Lotame supports retrieving files from your Google Cloud Storage bucket. To support, please provide Lotame with the following:

  • Storage Bucket Name & Path
  • Google Cloud Project ID
  • Service Account HMAC Secret & Access Keys
    • Permissions on the account that allows "Storage Object Admin"

Please share the HMAC keys securely. Reach out to your Lotame account representative for options.

sFTP Transfer

To host the files on your sFTP server, complete the following:

  • Apply the Lotame SSH key below to your server's trusted keys.
ssh-rsa AAAAB3NzaC1yc2EAAAABIwAAAQEAwbD73LBTWKPQv4nLYPreilFEfgkehJsgApLxNbcJCsmATDBcEshL/pxXkhndScaQJ49ZGNbQf4dnfQAShjweJRwfpNFXyrgkGg/rCiv+XHVOZgyiRiWs4XvyH/yD72pGNse2ky9DLRMMRT2Mmikf7uAPvJMs1+yhYb7mJemLLeLhjQHrv6AirXkOUIl9nm2Xu2r7WebTsHV85e9q8qh2STEJRX/BYi4YeXA2NaJRs+6mX3uM3XuuUmHbCetm0XCxymNUujNqbxhaoKtvIySk80l5HAmqqULa/mEjZEgBrzRPJ0S+Ell8YeQbX47AkoyDulAXt+LysCFeOkXE7ImJjQ== ingestor@bat001.iad.crwdcntrl.net
  • Provide Lotame with the DNS or IP address of the sFTP server.
  • Provide Lotame with the username that will allow our SSH key to log in.
  • Create a directory structure as noted below based on the root of the username's path.
    • <clientDir1>/<clientDir2> Your Technical Account Manager will coordinate naming these two directories. Once created, they are static.
    • <clientDir1>/<clientDir2>/archive: Once processed, the data files are moved to this static folder.
      • Note: Clients hosting their own sFTP buckets are responsible for managing and purging the archive folder at their own discretion. 
    • <clientDir1>/<clientDir2>/YYYYMMDD: This directory should be created daily by the process on your side that deposits the day's files.

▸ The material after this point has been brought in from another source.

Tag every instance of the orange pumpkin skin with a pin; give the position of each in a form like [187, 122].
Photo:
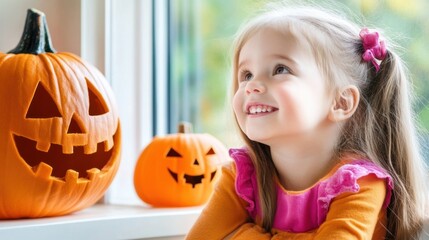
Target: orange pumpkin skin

Lotame provides an sFTP server for file transfer. When you provide an SSH public key (in RSA format), Lotame will provide the sFTP user account and directory path to drop the files. 

sFTP processing requires a specific directory format, as described below.

  • <clientDir> Your Technical Account Manager will coordinate the naming of this directory. Once created, the directory is static.
  • <clientDir>/<YYYYMMDD>: This directory should be created daily by the process on your side that deposits the day's files.